Re-evaluate on each request. Every tool call, not just the first, is checked against the current policy. If a policy changes between tool calls (an administrator adds a new rule or revokes a permission), the next tool call is evaluated under the new policy.
Context-aware decisions. The policy engine should know not just what the agent wants to do, but why and when.
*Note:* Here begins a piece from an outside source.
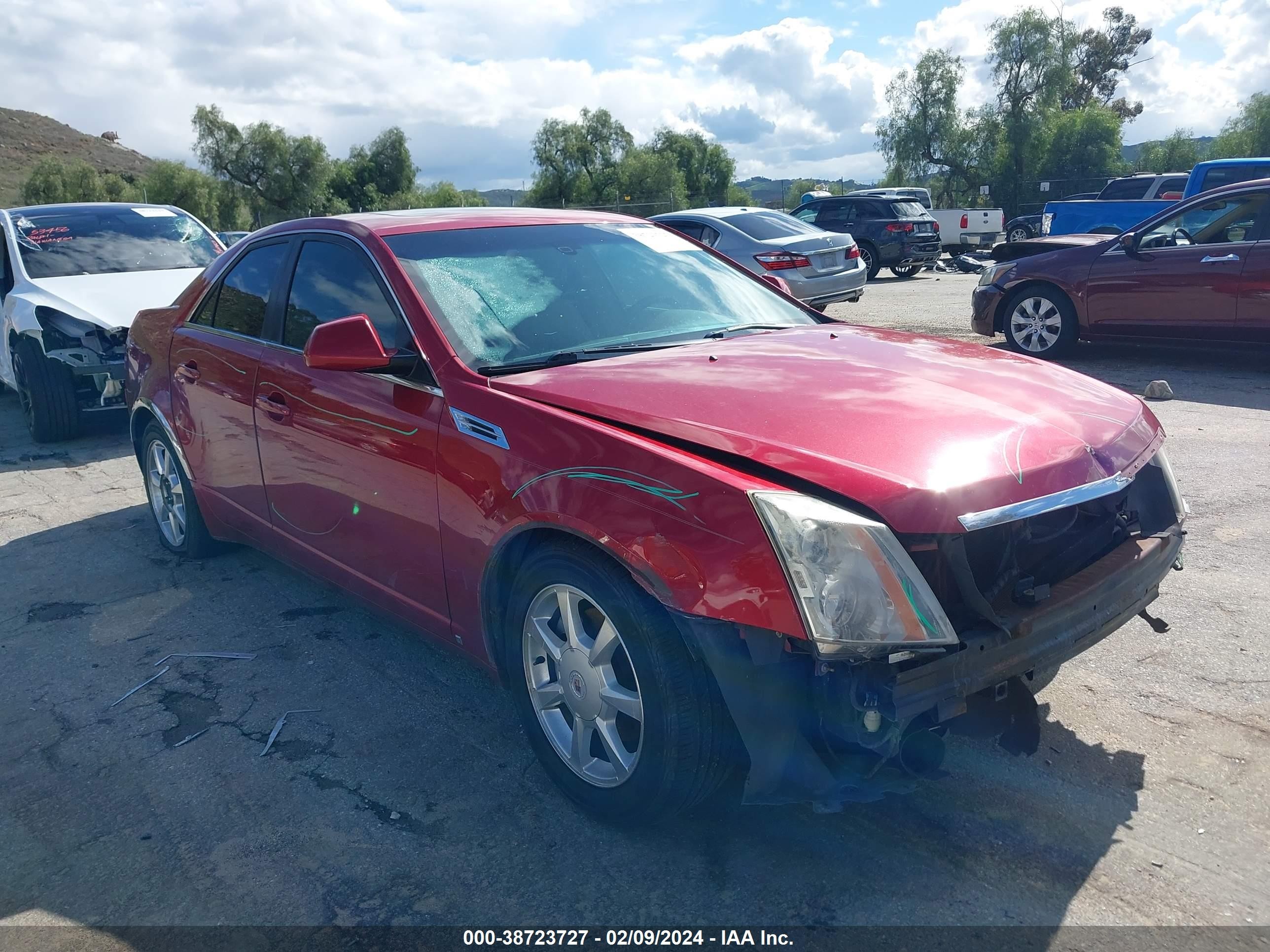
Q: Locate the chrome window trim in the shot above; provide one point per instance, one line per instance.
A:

Did the user who triggered the agent have permission to request this action? Is the agent operating outside its normal time window (middle of the night, during a holiday)? Has the agent made an unusual number of calls in a short time? Policies can reference these signals.
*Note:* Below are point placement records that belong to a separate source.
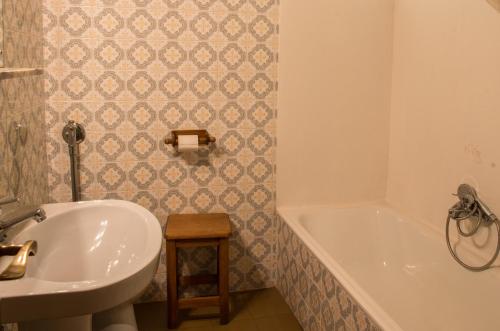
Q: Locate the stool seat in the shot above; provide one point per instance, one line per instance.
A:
(197, 226)
(196, 230)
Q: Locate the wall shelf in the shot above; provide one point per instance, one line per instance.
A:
(6, 73)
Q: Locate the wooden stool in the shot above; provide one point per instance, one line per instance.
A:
(195, 231)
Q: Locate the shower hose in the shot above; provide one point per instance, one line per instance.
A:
(480, 219)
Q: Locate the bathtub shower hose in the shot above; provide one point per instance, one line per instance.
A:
(459, 213)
# Context-aware policy rule
- name: "bulk_export_requires_approval"
tool: export_customer_data
action: CONSTRAIN
conditions:
- parameter: export_size_rows
min_value: 10000
- user_permission: "data_export"
must_have: true
- time_context:
unusual_hour: true
or_call_count_exceeds:
window_minutes: 60
threshold: 5
enforcement: "require_human_approval_and_log"
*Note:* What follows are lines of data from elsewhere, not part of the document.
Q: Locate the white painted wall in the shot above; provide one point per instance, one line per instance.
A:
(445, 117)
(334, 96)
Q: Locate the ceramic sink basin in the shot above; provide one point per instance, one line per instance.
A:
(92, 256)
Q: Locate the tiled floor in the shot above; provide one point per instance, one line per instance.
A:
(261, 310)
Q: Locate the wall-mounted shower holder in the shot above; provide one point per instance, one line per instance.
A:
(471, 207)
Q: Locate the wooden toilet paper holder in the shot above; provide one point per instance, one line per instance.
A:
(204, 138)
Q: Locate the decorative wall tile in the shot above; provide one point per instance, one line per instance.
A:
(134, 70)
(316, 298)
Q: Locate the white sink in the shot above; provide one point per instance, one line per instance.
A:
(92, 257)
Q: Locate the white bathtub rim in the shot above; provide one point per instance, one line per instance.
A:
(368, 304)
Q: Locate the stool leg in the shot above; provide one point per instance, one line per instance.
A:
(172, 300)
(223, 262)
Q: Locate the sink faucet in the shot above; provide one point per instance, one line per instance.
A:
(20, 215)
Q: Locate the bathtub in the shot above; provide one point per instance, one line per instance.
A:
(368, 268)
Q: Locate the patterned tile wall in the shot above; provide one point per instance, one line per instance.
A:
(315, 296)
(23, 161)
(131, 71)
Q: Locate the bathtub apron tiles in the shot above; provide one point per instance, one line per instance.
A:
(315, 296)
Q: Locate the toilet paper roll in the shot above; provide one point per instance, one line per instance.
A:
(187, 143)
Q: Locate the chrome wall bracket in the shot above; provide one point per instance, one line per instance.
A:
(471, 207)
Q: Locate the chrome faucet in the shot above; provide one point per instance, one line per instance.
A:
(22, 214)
Threat detection integration. As the policy engine evaluates each request, it can run threat-detection checks in parallel: is the tool call attempting a prompt injection, a SQL injection, a path traversal? Does the parameter contain PII that the agent should not be able to access? Is the request signature consistent with the agent's normal pattern, or is it anomalous? If any check flags a threat, the action is constrained or denied.
Behavior analysis. Over time, the system learns what normal looks like for each agent. Normal for a reporting agent is low-volume, predictable queries. Normal for a customer-service agent is varied queries with high concurrency. If an agent's behavior suddenly changes (a reporting agent makes 100 calls in 10 minutes, or requests data it never asks for), the policy engine escalates those requests for review.
Role-Based and Attribute-Based Access Control for Agents
Traditional applications use role-based access control (RBAC): a user has a role (admin, editor, viewer), and the role determines what the user can do. AI agents need something similar, but with a twist: the agent's permissions might depend not just on the agent's role, but on the user who invoked it, the task being executed, and the data being accessed.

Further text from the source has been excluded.